ML / AI Engineer (Video Generation)

KazakhstanOn-site

We are building Cursor for Video Generation — an AI-native product that reimagines how videos are created, edited, and produced using natural language and intelligent models.

We’re looking for an ML/AI Engineer who is not only technically excellent, but also creative, collaborative, and deeply curious about how video production actually works.
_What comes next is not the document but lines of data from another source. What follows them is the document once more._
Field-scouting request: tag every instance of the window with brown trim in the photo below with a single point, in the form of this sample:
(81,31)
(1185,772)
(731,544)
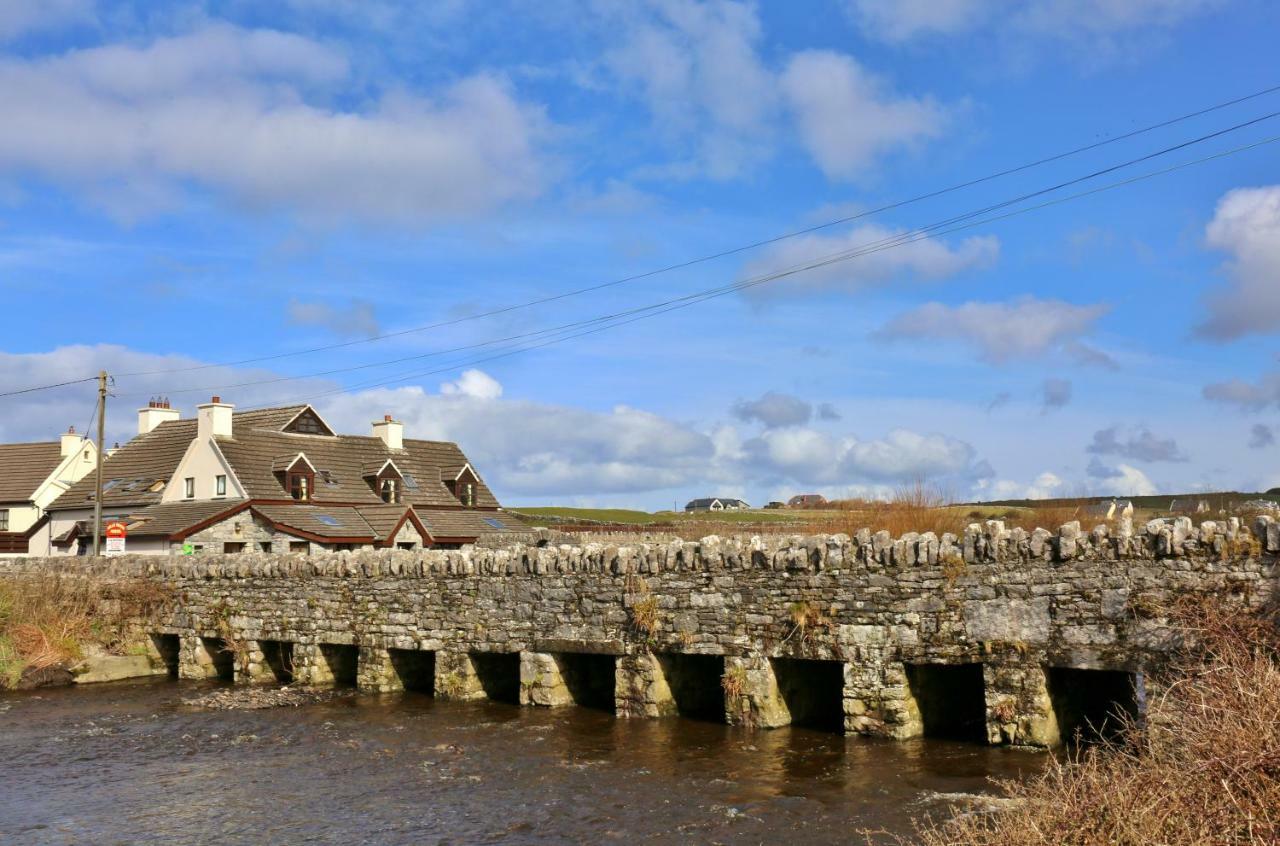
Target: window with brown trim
(300,485)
This role sits at the intersection of machine learning, creative workflows, and video production.

You will work closely with video editors, content creators, prompt engineers, and product teams to translate creative intent and post-production workflows into scalable, intelligent systems.

What you will work on

Product & Model Development

Design, train, and iterate on ML models for video generation, editing, and transformation, including:
- Video synthesis and generation
- Scene detection, cuts, transitions
- Style, pacing, and narrative coherence
- Text-to-video and prompt-based editing workflows
Own the end-to-end ML lifecycle: research → prototyping → training → evaluation → deployment.
Collaborate with product and engineering to turn models into fast, reliable, user-facing features.

Creative & Cross-Functional Collaboration

Work hands-on with creative teams (video editors, motion designers, producers) to:
- Understand real-world video production and post-production workflows
- Learn how editors think about timing, rhythm, storytelling, and visual language
Translate creative feedback and artistic intent into technical requirements, model improvements, and system design.
Act as a bridge between creativity and engineering, ensuring the AI enhances — not replaces — creative control.

Research & Innovation

Stay current with advances in:
- Video diffusion models
- Multimodal models (text, video, audio)
- Temporal modeling and long-range coherence
Experiment rapidly and push the boundaries of what AI-assisted video creation can feel like.

Your must haves

***(**You don’t need to meet every single requirement to be a strong candidate — if you’re excellent in a few of these areas and eager to grow, we’d still love to hear from you. )

Technical Skills

Proven track record of training and deploying ML models into production (experience with large-scale vision (especially diffusion models), NLP, or multimodal systems is a big plus).
Strong skills in model training, optimization, and evaluation, with hands-on experience in distributed training and multi-GPU systems is a big plus.
Proficiency with Python and ML frameworks (PyTorch preferred).
Experience deploying ML systems into production environments.
Solid understanding of model evaluation, tradeoffs, and performance constraints.

Creative & Domain Understanding

Genuine interest in video creation, editing, and storytelling.
Familiarity with video concepts such as:
- Cuts, transitions, pacing, timelines
- Post-production workflows
- Social vs long-form video formats
Ability to reason about subjective qualities like “feel,” “flow,” and “style,” and translate them into technical approaches.

Soft Skills

Excellent communication and collaboration skills.
Comfortable working with non-technical creative stakeholders.
Ability to listen deeply, ask the right questions, and synthesize ambiguous input.
High creativity and product intuition — you care about how the tool feels to use, not just accuracy metrics.
Ownership mindset: you take ideas from zero to shipped.